Eras rarely follow a neat path, even if lists celebrating specific periods make everything appear linear. AKB48’s peak years started in 2009 when their song “River” topped the Oricon singles chart, their first to do so. Every single after has taken the top spot. The biggest hits coming from AKB48’s world saleswise tended to be the election singles put out before the yearly event, coming with ballots fans needed to vote for their favorites. These usually became the year’s biggest selling single.

That fact underlines the entire model of AKB48 and their associated sister acts. Releases came out in multiple versions, and often come with extra goodies, ranging from ballots to tickets to handshake events. The model prioritized hardcore supporters with disposable income willing to buy multiple copies of the same song. AKB48 managed a handful of legitimate zeitgeist-capturing songs — the image-defining “Heavy Rotation,” the easy-breezy afternoon disco of “Koisuru Fortune Cookie” — but for the most part they became the second-highest-selling artist of the now-finished Heisei era by appealing to a very specific set of supporters.

AKB48’s success in the early 2010s shaped how J-pop would operate in the first half of the 2010s. Idols mimicking the AKB modeled started debuting at a rapid clip soon after, and pop music became a game of niches, different groups trying to appeal to smaller groups of fans.

This fact isn’t what fated AKB48’s era of J-pop to end. Really, all artists around the world have pivoted to this model, with social media and streaming sites like Spotify being the new spaces where fans go to show their support. And these platforms are easy to inflate.

Really though, it was how analog AKB48 and many other idol outfits operated during a time where the music world at large was shifting towards digital. AKB and their associated sister acts didn’t shy away from the internet — a large chunk of their success is owed to meme-able dances shared on YouTube — but their main strategy relied on physical goods.

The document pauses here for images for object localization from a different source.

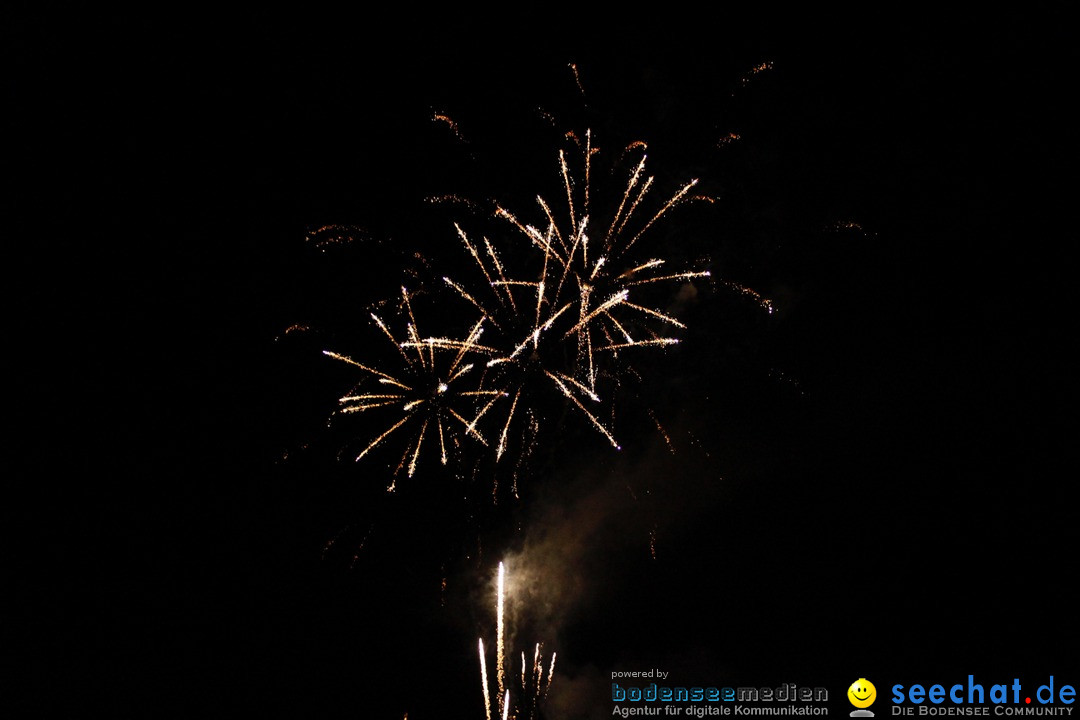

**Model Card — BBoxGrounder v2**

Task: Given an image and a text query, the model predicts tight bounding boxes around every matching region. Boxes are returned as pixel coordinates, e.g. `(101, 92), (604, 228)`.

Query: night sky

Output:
(10, 11), (1076, 718)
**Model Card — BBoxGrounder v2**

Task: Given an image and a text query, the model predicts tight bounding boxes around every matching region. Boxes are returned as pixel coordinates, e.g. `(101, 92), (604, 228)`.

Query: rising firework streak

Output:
(478, 562), (555, 719)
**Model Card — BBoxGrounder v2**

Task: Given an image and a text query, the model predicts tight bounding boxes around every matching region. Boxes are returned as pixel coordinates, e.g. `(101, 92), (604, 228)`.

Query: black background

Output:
(10, 10), (1076, 717)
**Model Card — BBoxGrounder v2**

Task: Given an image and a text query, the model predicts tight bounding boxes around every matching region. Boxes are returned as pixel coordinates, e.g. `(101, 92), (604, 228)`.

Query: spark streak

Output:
(545, 653), (556, 697)
(562, 289), (628, 338)
(623, 179), (699, 255)
(596, 338), (680, 352)
(322, 351), (397, 383)
(621, 300), (687, 328)
(546, 370), (620, 449)
(355, 416), (411, 462)
(479, 638), (492, 720)
(496, 562), (506, 717)
(497, 389), (520, 461)
(624, 270), (711, 287)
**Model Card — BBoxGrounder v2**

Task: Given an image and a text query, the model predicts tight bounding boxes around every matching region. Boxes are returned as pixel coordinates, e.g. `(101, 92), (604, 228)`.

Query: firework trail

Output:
(545, 653), (556, 698)
(478, 561), (555, 720)
(479, 638), (492, 720)
(496, 561), (506, 717)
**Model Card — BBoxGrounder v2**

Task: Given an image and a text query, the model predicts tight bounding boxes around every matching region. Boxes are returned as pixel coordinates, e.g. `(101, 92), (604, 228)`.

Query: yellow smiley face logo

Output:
(848, 679), (877, 708)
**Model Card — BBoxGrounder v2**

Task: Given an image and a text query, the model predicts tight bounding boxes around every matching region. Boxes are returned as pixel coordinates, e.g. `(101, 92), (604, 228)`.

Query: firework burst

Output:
(322, 285), (506, 489)
(442, 128), (711, 459)
(316, 128), (715, 497)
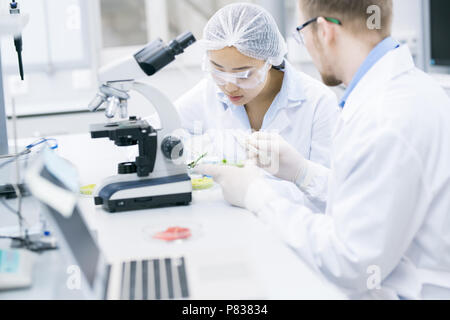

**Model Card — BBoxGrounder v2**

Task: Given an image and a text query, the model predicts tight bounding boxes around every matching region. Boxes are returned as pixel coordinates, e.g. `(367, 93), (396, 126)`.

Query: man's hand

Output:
(246, 132), (307, 183)
(195, 164), (264, 209)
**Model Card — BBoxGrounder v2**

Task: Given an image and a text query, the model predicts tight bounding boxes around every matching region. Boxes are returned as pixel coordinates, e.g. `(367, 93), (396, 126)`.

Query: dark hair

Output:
(272, 61), (286, 71)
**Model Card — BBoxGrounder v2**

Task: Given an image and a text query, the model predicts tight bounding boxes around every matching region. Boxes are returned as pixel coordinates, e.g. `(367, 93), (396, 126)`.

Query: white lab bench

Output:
(0, 133), (346, 300)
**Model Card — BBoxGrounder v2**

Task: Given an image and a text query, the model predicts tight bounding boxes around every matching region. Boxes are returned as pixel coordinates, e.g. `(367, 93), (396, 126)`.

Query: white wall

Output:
(391, 0), (424, 69)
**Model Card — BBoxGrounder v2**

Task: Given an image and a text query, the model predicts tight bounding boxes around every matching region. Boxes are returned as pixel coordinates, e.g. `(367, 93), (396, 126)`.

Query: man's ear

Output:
(316, 16), (336, 46)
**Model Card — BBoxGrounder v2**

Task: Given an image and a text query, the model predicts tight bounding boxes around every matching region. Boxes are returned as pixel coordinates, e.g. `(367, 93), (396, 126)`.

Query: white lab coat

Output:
(246, 45), (450, 299)
(174, 61), (339, 210)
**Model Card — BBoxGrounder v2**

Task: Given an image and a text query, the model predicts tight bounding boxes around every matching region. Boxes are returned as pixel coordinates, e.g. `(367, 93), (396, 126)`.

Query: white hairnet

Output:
(201, 3), (288, 66)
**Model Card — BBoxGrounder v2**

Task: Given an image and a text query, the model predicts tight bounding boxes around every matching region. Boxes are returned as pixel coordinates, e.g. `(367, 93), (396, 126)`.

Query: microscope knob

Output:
(161, 137), (184, 160)
(118, 162), (137, 175)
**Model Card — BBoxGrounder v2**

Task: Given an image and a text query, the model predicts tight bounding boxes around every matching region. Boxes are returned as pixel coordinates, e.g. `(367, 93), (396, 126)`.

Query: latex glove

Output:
(195, 164), (264, 209)
(246, 132), (308, 184)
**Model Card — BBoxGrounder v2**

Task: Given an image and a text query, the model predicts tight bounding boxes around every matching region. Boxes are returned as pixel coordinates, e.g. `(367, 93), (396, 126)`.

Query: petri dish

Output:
(142, 221), (202, 244)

The type of idol-dom AKB48 represented in Japan has been on the slow decline for a while now, but the double whammy of Sashihara’s graduation and no election wipes out the two most recognizable elements of the group from public purview. More importantly, though, the physical market they leaned on is starting to recede. A report from earlier this stream revealed that digital streaming is growing swiftly in the market. This is where J-pop is going next. Trying to replicate the physical-first times AKB48 pushed to the forefront is no longer the right move.

AKB48 and all the satellites in their orbit will carry on, and will have to adjust to this new reality. But the era they stood tall over is now over, and time will tell what comes next.